Monday, September 8, 2014

New Rekall Plugin: Mac Compressed Memory

Beginning of August I went to the DFRWS US conference in Denver. There were lots of very interesting talks on forensics presented at that conference but I found one of them particularly interesting. The title of the presented paper was "In Lieu of Swap: Analyzing Compressed RAM in Mac OS X and Linux" (Golden G. Richard III and Andrew Case) [1]. The conference organizers found this paper really good too, it won this years Best Paper Award.

In the talk, one of the authors presented how they are able to extract Mac compressed memory from an image. Since OS X Mavericks, Macs can compress memory regions that are not currently used to save some space [2]. This obviously poses some problems for memory forensics since for example simple string matching won't work anymore if the memory you are looking at was compressed.

In the presentation, one of the authors introduced their approach to find and decompress those memory regions (they implemented a Volatility plugin which does it). I became particularly interested when I heard that he was complaining that the Python implementation of the decompression algorithm they have is very slow. I really wanted to analyze what they have done and if there is a way of improving the speed of this algorithm but unfortunately I found out that the authors have not released the code for this yet. Even now, one month later, the code is nowhere to be found :( I thought this might be an
interesting challenge though so that same evening after coming back from conference beers I sat down and implemented my own version of the decompressor.

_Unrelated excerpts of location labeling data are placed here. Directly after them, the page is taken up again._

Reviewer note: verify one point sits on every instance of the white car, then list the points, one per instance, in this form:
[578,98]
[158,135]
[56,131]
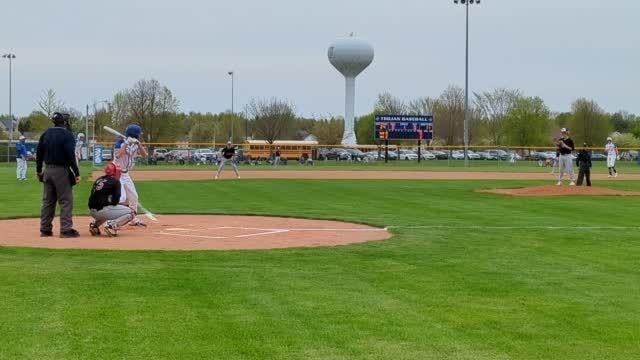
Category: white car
[407,155]
[426,155]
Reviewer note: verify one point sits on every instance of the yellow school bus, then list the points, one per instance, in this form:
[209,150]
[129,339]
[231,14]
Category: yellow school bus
[261,149]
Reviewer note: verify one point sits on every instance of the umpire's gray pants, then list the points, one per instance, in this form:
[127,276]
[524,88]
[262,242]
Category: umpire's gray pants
[57,189]
[117,215]
[565,165]
[224,161]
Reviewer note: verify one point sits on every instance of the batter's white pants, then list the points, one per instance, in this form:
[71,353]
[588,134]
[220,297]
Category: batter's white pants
[128,193]
[224,161]
[565,165]
[21,171]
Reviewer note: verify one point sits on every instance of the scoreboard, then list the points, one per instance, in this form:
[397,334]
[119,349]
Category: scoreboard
[403,127]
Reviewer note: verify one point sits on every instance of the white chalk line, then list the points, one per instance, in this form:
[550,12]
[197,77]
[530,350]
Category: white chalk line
[492,227]
[186,232]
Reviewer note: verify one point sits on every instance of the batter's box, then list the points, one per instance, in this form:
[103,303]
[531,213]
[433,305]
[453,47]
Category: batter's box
[220,232]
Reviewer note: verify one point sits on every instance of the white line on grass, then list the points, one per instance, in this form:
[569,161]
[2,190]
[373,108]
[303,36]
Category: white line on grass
[492,227]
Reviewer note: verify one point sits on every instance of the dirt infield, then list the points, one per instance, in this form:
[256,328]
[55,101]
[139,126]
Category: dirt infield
[553,190]
[150,175]
[199,232]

To compress memory, Apple uses an algorithm called WKdm which was published in 1997 by Paul Wilson and Scott F. Kaplan (with slight modifications). There is a standard C implementation freely available (for example found in this repository [3]) but no Python one as far as I know. Apple uses a highly optimized assembler version for Mavericks which is way faster than the C implementation.

I ported the code from [3] basically 1:1 to Python and quickly saw why the Python version is slow. There are lots of bit operations that Python is particularly bad at and also many of the operations are vectorized in C which is not so easily done in Python. I spent some time optimizing this using some precomputations and use of Python iterators as pointers and actually got acceptable performance for this algorithm. My implementation can now do 1000 compress/decompress operations of a 4k page per second on my 2014 Macbook Pro 15 inch which is 2.5 times as much as what was claimed in the talk for the implementation they had. Of course I am fully aware that I'm comparing apples and oranges here since the hardware they used was probably completely different. However, they still have not released the code they were talking about so I have no way of staging a fair comparison. Regardless of the performance difference, this was a fun exercise. If you want to take a look at my optimized implementation, it's available in the Rekall repository [4].

As a side effect of having this memory decompressor, I was also able to implement a Rekall plugin that dumps all compressed memory pages in a Darwin image to disk, it's called "dumpcompressedmemory":

rekal -f ~/mem.dump

mem.dump 14:03:46> mkdir /tmp/compressed_memory
mem.dump 14:03:54> dumpcompressedmemory(dump_dir="/tmp/compressed_memory/")

mem.dump 14:04:03> ls /tmp/compressed_memory/
segment0/ segment1/ segment10/

mem.dump 14:04:08> ls /tmp/compressed_memory/segment1
slot1.dmp slot16.dmp slot23.dmp slot29.dmp slot34.dmp slot43.dmp
slot10.dmp slot17.dmp slot24.dmp slot3.dmp slot35.dmp